We so pretty! You should have seen us singing along, badly, with all the wrong words, to Brigitte Bardot's "Je n'ai besoin de personne en Harley Davidson" or talking to each other in pig German. I note that my face is looking very fat and puffy from a diet of nothing but fucked up broken biscuits for approximately a week. Delightful.)
1. I know you can't really see her properly, but she was wearing red tights and a red turtle neck under black sequinned hot pants, Margot Fonteyn head plaits and a necklace made of giant pine cones. AWESOME.
Occasionally, the monologue would be accompanied by a hallucination of an apoplectically furious and scornful Alan Sugar.
"Did ya even work aht yer facking margins? Well, DIDYA???"
(no suralun, sir, but we gave 100000%, grovel, bluster, slither out of blame, etc etc until despatched mercilessly)
At the end of the long, looooong day, much of which was spent concerned about how to transport a clothes rail the size of a ten year old, and laughing in semi-hysteria, I found myself trying to explain this to a taxi driver. This was distinctly not my finest hour, which he then he compounded by making me explain the principle of the primacy of EU law. Drunk and exhausted and smelling like a tandoori lamb chop.
Anyway, screw that, here are a couple of extra pictures of Craftacular weirdness.
2. I had to pretend to be taking a photo of City Road, but look past him at SKI SUIT WOMAN. I should say that the hall was boiling, a fug of crafter sweat and tears and cake, but ski suit/furry hat woman, who was entirely dedicated to her total look, did not even flinch.

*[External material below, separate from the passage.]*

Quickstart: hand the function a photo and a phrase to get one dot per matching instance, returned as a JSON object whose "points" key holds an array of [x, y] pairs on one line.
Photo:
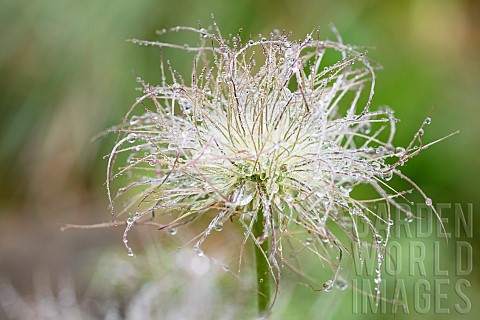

3. Not an outfit, but the magnificently weird taxidermy stall. Look at the lamb in a box! Wee Birdy has better pictures here.
These were only edited highlights. Damn, how I love East London. I went to Poundland for safety pins in 5 inch spike heels, an asymmetric batwing jersey dress and a floral apron with "shite" embroidered on it at half ten in the morning and noone batted an eyelid. I don't have a photo, but there were also bouncers on the door, just in case the crafters turned violent and started laying into one another with their crochet hooks and pinking shears, which tickled me hugely.
I am going to lie down somewhere very dark now, where there are only savoury foods. I promise not to mention biscuits for a very very long time.